Das liegt an der mächtigen Waffenlobby, die Amerikas Politik fest in der Hand hält. Die „National Rifle Association“ (NRA) unterstützte Trump mit 30 Millionen Dollar im Wahlkampf. Im Gegenzug trat dieser nach seiner Wahl als erster Präsident bei der Lobby auf und versprach, „ein treuer Freund“ im Weißen Haus zu sein. 

Die NRA vertritt fünf Millionen Mitglieder und ist so mächtig, dass sich Abgeordnete im Kongress aus Sorge um ihre Wiederaufstellung bei den Vorwahlen nicht trauen, der Lobby zu widersprechen. 

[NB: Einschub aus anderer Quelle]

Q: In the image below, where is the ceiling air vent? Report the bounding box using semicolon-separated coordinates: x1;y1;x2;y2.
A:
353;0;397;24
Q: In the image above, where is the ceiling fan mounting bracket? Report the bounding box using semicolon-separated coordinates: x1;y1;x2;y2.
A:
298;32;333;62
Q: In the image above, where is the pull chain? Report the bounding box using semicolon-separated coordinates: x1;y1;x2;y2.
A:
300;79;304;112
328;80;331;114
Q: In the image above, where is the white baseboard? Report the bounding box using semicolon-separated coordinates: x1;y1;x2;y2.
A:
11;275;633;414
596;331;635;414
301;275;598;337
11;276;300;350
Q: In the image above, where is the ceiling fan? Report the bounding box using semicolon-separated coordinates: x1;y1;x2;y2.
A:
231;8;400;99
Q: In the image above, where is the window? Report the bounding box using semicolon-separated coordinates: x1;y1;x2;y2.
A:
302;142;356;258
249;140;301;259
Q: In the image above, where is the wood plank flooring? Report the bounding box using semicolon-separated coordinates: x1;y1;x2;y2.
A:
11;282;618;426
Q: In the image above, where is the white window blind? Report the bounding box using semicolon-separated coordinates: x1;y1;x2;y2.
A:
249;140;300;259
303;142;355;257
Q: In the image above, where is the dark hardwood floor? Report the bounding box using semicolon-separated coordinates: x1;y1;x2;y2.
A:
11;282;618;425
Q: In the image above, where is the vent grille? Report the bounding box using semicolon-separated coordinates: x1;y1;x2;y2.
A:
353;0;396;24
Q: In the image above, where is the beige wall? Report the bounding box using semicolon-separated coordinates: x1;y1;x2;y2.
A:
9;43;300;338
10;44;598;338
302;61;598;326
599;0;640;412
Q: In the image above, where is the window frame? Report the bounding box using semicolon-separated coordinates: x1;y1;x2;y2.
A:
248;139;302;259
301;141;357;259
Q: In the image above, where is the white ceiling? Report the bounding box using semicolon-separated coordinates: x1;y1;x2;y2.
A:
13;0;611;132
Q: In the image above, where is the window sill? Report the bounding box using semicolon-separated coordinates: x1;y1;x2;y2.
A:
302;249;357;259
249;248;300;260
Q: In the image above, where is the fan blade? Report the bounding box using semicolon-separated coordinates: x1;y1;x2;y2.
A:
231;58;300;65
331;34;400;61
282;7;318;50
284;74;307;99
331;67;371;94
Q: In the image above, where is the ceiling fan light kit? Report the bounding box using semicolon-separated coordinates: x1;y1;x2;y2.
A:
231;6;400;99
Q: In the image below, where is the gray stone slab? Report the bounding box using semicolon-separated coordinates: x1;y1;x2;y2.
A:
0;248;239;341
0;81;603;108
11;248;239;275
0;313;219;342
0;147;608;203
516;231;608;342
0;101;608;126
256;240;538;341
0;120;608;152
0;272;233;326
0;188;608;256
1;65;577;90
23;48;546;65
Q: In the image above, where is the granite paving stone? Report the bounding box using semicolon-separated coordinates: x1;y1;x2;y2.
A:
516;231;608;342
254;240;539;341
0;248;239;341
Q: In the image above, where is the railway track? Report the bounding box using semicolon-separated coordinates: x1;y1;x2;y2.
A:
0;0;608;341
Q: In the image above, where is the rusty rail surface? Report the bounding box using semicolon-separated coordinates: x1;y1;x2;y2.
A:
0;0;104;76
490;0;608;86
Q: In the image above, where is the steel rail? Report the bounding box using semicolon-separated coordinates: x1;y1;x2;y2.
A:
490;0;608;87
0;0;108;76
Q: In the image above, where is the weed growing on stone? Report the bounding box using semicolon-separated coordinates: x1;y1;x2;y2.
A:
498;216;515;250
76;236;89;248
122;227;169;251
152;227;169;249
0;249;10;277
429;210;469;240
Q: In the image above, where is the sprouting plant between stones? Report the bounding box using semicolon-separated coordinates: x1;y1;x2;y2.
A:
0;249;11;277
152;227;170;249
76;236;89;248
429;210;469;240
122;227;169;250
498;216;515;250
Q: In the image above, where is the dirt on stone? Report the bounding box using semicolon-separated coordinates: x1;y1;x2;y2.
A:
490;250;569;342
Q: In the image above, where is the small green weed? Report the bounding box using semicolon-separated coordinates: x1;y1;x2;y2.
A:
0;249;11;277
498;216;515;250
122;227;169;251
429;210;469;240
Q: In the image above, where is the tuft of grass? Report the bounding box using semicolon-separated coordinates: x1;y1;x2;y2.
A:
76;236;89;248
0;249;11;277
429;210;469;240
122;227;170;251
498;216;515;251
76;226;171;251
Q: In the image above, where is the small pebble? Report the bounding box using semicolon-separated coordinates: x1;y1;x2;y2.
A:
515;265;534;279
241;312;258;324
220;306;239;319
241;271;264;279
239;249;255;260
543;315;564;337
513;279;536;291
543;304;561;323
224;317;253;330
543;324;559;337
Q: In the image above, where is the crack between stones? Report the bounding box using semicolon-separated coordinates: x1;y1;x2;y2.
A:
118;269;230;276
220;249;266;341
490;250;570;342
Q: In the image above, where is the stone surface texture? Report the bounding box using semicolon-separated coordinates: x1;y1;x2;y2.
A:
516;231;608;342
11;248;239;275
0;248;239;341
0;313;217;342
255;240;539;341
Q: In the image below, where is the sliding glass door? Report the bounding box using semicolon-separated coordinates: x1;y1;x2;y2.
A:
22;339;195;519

Seit dem Massaker an 20 Grundschulkindern 2012 in Sandy Hooks scheiterten mehr als 100 Gesetzesvorstöße im Kongress. Darunter das Verbot für Personen, die auf der Terror-Beobachtungskiste stehen, Waffen zu erwerben, lückenlose Personen-Überprüfungen oder beim Verkauf von Magazinen für Schnellfeuergewehre. 

USA: Legal Kriegswaffen kaufen

Das letzte größere Waffengesetz, das der Kongress beschlossen hatte, war ein Bann von Kriegswaffen, 1994, der zehn Jahre später auslief, ohne erneuert zu werden. Die NRA steht selber unter Druck durch noch radikalere Gruppen wie die „Gun Owners of America“. Die Konkurrenz auf der Rechten sorgt mit dafür, dass die kleinsten Veränderungen bei den Regulierungen keine Chance haben. Das Argument: Damit begönne die schleichende Einschränkung des Verfassungsrechts.

Die Schlagzeilen über eine „neue Debatte um den Waffenbesitz in den USA“ sind deshalb so vorhersagbar, wie deren Ausgang. Der Generalstaatsanwalt von Texas, Ken Paxton, meinte, das Kirchen-Massaker von Sutherland Springs bestärke ihn in der Ansicht, dass es nicht weniger, sondern mehr Waffen in den Händen rechtsliebender Bürger bedürfe. Sein Vorschlag nach dem Massaker in der Baptistenkirche: Jede Gemeinde sollte bewaffnete Wächter haben.